Mum nickt. »Soweit ich weiß ist er heute nach dem Frühstück sofort zur Bank gefahren.«

Ich bedanke mich bei Mum und steige aus dem Wagen. Harrys Auto steht in der Einfahrt, was bedeutet dass er eigentlich zu Hause sein müsste. Bevor ich die Türklingel betätige, hole ich tief Luft. Wenn er nicht bei seiner Mutter ist, muss es irgendeinen schlimmen Grund geben, wieso er nicht dort ist. Ich höre das leise Klingeln und warte mit zittrigen Händen bis die Tür aufgemacht wird.

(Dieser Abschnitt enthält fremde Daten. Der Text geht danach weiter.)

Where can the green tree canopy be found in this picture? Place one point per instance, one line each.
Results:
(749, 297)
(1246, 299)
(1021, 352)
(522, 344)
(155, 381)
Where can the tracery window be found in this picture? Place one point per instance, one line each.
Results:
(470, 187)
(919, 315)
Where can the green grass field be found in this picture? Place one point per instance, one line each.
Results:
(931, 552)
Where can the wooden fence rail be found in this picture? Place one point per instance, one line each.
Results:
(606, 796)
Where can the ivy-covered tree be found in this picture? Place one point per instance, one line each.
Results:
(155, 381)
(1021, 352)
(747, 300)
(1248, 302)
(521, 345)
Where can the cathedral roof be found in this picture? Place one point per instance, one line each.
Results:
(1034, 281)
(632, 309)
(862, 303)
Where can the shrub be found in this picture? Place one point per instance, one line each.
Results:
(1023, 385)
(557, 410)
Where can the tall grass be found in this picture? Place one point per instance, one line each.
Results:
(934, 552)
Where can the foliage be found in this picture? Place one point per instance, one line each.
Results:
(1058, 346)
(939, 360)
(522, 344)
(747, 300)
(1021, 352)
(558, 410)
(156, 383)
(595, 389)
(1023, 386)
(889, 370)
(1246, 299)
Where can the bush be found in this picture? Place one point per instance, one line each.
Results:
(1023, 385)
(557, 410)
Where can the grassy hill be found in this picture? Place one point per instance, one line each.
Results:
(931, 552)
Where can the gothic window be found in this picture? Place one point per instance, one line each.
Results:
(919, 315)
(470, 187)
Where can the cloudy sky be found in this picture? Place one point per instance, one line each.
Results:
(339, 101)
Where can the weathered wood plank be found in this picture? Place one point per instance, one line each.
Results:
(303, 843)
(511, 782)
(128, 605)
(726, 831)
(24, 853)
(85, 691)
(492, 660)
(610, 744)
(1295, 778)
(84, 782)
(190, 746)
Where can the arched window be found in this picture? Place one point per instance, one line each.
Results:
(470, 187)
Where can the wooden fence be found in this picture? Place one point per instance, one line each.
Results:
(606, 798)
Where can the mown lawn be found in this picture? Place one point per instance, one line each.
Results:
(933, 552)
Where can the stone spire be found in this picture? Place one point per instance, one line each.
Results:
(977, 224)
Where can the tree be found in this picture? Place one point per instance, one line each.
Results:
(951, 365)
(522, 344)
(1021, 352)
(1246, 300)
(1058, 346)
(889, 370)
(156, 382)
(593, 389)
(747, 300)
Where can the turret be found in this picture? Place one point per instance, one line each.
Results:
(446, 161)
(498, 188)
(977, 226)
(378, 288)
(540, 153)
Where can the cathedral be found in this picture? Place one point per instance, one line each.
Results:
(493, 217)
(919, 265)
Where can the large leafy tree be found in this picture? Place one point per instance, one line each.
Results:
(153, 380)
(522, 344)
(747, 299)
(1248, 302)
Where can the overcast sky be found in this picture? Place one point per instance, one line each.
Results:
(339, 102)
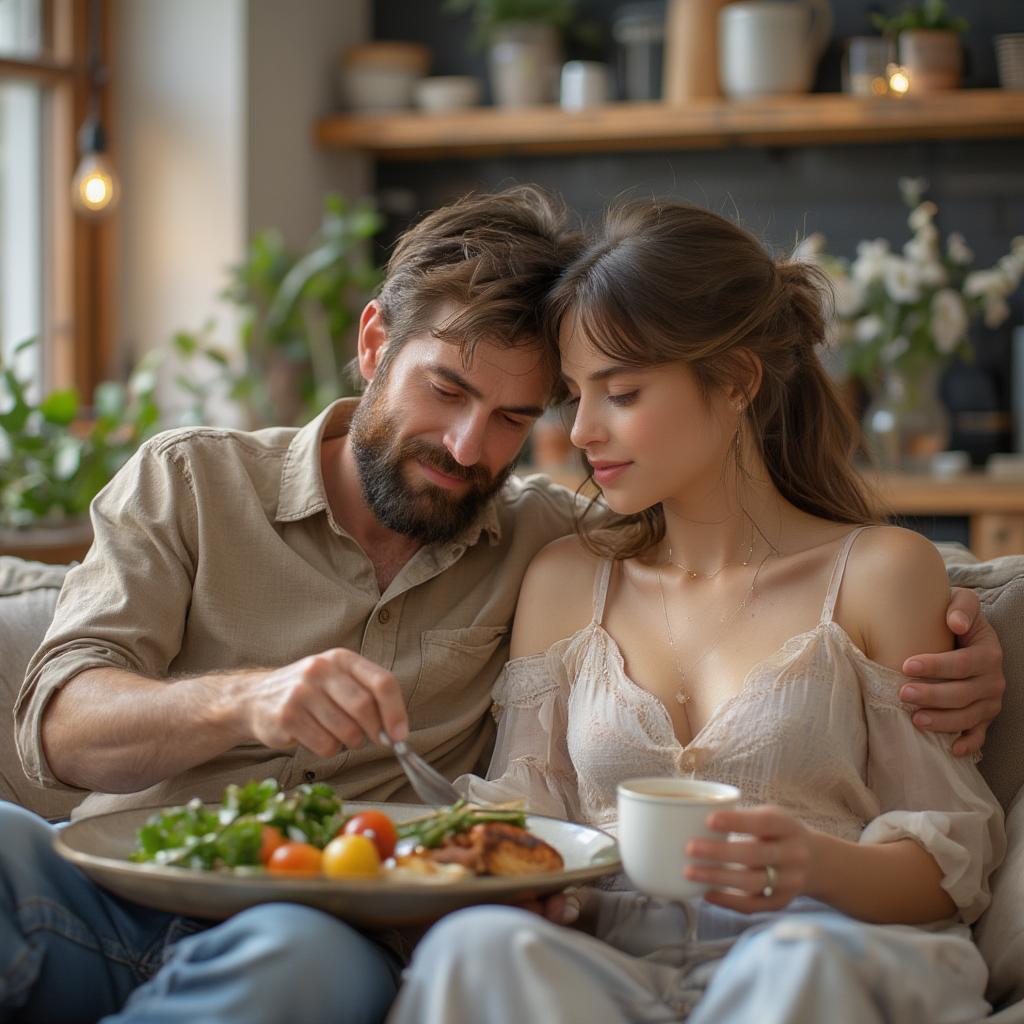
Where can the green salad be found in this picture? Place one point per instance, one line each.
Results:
(232, 835)
(197, 837)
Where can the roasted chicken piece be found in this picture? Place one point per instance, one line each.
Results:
(496, 848)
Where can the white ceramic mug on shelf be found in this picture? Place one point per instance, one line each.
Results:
(771, 47)
(656, 818)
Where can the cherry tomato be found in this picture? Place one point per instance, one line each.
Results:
(272, 838)
(377, 826)
(296, 858)
(351, 857)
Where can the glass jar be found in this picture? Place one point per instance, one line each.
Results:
(906, 423)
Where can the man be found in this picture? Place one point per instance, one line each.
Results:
(258, 603)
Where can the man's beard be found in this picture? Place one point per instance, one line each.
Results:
(426, 512)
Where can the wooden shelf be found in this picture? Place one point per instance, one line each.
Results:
(818, 118)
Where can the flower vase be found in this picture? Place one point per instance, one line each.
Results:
(906, 423)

Doch sie öffnet sich nicht. Keinen einzigen Laut höre ich in diesem Haus, und auch als ich ein zweites Mal klingle, wird sie nicht geöffnet. Erst, als ich mit viel Kraft gehen die Haustür klopfe, bewegt sich dahinter etwas. Harry steht mit zerzausten Haaren, einer Jogginghose und oben ohne vor mir. Ich starre ihn mit weit geöffneten Augen an, sogar mein Mund klappt etwas auf. Er scheint betrunken zu sein, was definitiv kein gutes Zeichen ist.

»Was willst du denn hier?«, fragt er mit genervten Unterton. »Gestern hast du mir mehr als klar gemacht, dass du Abstand brauchst und heute stehst du vor meiner Tür?« Es klingt wie eine Frage, aber sollte eigentlich eine Feststellung sein.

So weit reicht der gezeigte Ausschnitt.